Инес — первая девушка, ради которой я предал Наряд.
Но это было только начало.
ВТОРОЕ ПРЕДАТЕЛЬСТВО
12 лет спустя
Я взял Карлу за руку и прижался губами к костяшкам ее пальцев. Ее кожа была мертвенно-бледной, дыхание затрудненным, болезненным… я поднял глаза и увидел, что она смотрит на меня усталыми, печальными глазами.
— Мне очень жаль, что я никогда не смогу подарить тебе детей.
Я покачал головой, коснулся ее щеки и поцеловал в сухие губы.
— Карла, все это не имеет никакого значения.
— Все это часть Божьего плана, любовь моя.
Я ничего не ответил. За все эти годы вера Карлы ни разу не передалась мне, как бы она ни старалась. Я не был верующим, теперь еще меньше, чем когда-либо. Если бы Бог существовал и это был его план, я бы никогда его не простил.
— Не надо… не сердись. Не позволяй этому поглотить тебя.
Я бы отдал ей весь мир. Но это не то, что я мог обещать. Гнев уже кипел в моей груди, готовясь выплеснуться наружу.
— Помолишься вместе со мной?
Я взял ее руки в свои, кивнул и опустил голову. Прошептанные молитвы Карлы отражались от моего растущего отчаяния. Карла была всем хорошим в моей жизни. Она противопоставляла себя мне. Без нее… кем бы я стал?
Морфий был недостаточно силен, чтобы сделать часы бодрствования Карлы терпимыми — если только врачи не вводили ей так много, что она находилась почти в состоянии комы.
Я держал ее за руку, когда она всхлипывала, ее лицо было очень худым. Мало кто из моих врагов страдал от моих пыток так сильно, как Карла в последние дни своей жизни. Это было нечестно. Ничто не могло заставить меня поверить в обратное.
— Знаю, что самоубийство это грех, но я хочу, чтобы все это закончилось. Просто хочу, чтобы это прекратилось, — она судорожно сглотнула. — Я больше не могу… терпеть.

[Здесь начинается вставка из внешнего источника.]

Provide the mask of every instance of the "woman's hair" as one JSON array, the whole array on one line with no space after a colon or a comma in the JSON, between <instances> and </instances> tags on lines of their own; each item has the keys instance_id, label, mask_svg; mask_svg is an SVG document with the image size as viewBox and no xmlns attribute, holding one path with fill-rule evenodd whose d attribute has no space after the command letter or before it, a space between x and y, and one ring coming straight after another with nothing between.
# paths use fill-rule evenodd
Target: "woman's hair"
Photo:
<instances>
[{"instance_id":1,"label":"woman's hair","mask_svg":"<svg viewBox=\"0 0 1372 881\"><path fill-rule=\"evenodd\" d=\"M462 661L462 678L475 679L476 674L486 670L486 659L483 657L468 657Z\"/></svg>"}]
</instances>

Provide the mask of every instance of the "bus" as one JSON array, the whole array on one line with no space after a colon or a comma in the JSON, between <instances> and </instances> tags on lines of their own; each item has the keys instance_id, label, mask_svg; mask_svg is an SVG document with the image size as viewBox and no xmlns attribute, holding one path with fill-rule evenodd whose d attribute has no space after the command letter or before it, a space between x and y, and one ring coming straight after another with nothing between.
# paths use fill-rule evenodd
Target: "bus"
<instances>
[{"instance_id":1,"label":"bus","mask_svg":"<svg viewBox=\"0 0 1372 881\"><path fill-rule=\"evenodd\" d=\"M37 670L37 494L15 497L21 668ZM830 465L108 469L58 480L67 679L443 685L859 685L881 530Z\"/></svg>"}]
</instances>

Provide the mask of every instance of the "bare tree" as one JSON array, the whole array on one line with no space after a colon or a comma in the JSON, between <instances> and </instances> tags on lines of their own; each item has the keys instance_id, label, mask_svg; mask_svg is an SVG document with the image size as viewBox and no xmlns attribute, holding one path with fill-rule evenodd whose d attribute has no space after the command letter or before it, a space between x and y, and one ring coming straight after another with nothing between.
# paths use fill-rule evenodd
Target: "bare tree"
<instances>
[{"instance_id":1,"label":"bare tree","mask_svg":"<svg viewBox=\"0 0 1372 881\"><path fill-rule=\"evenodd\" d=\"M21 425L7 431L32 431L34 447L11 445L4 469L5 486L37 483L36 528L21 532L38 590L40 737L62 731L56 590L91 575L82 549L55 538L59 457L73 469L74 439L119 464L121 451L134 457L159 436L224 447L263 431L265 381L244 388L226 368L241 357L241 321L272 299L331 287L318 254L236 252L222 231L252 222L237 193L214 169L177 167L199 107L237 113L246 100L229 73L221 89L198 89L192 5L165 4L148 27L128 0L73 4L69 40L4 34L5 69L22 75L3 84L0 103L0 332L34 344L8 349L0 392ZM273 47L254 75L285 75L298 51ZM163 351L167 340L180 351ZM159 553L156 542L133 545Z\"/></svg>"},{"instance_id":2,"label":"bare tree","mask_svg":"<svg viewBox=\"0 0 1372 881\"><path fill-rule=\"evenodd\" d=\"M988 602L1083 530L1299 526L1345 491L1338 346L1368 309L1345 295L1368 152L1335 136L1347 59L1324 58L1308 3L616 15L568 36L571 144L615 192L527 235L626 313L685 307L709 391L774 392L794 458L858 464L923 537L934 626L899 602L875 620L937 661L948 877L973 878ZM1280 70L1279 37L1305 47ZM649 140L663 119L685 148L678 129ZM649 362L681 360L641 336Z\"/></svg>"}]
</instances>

Я замер. Я знал, что это только вопрос времени, когда нам придется попрощаться, но слова Карлы бросили мне в лицо суровую реальность происходящего.
Я поцеловал ей руку.
— Это не совсем самоубийство, если смерть приходит через мою руку, любимая.
— Данте…
— Я совершал и похуже.
Это была ложь. Это сломало бы последнюю человеческую часть во мне, но если кто и стоил такой жертвы, так это Карла.
— Ты уверен?
В прошлом она бы спорила со мной, декламировала библейские отрывки, взывала к добру во мне. То, что она даже не попыталась, показывало, насколько все плохо.
Я молча кивнул.
— Ты можешь застрелить меня. Будет быстро и легко для тебя.
Ничего из этого не будет легким. И я никогда не опозорю Карлу, убив ее так, как убил бы проклятого предателя.
— Не беспокойся об этом. Завтра все будет кончено, и ты окажешься в лучшем месте.
Я не верил ни в Рай, ни в Ад. Если бы верил, наше прощание было бы вечным.
Этот вечер был последним, который я провел с Карлой.
Когда я подошел к кровати, Карла слабо улыбнулась. Она знала, что я собираюсь сделать, и в ее глазах светилось облегчение. Я не обсуждал с ней детали этого дела. Она всегда предпочитала оставаться в неведении относительно жестоких сторон жизни. Я сунул руку в карман брюк и вытащил шприц с инсулином. Лег на кровать рядом с Карлой и погладил несколько прядей ее мягких волос. Сероватые пряди смешивались с морщинками вокруг ее глаз и рта: следы ее борьбы с этой демонической болезнью. Битва, которую она проиграла.
— Все в порядке, — прошептала она. — Ты обретешь новое счастье.
Я ничего не сказал, потому что каждое слово могло либо огорчить Карлу, либо оказаться ложью.
Трясущимися руками я приготовил шприц. Руки, которые всегда были тверды, что бы ни произошло. Но не сейчас.
— Я люблю тебя, Данте.
Я судорожно сглотнул.
— Я люблю тебя и всегда буду любить только тебя, Карла.
Она сжала мою руку с грустными глазами и слегка кивнула.
Глядя ей в глаза, я воткнул шприц ей в руку. Прежде чем сделать ей укол, я обнял ее и поцеловал еще раз. Через несколько секунд после укола Карла потеряла сознание, и, держа ее в объятьях, ее дыхание остановилось.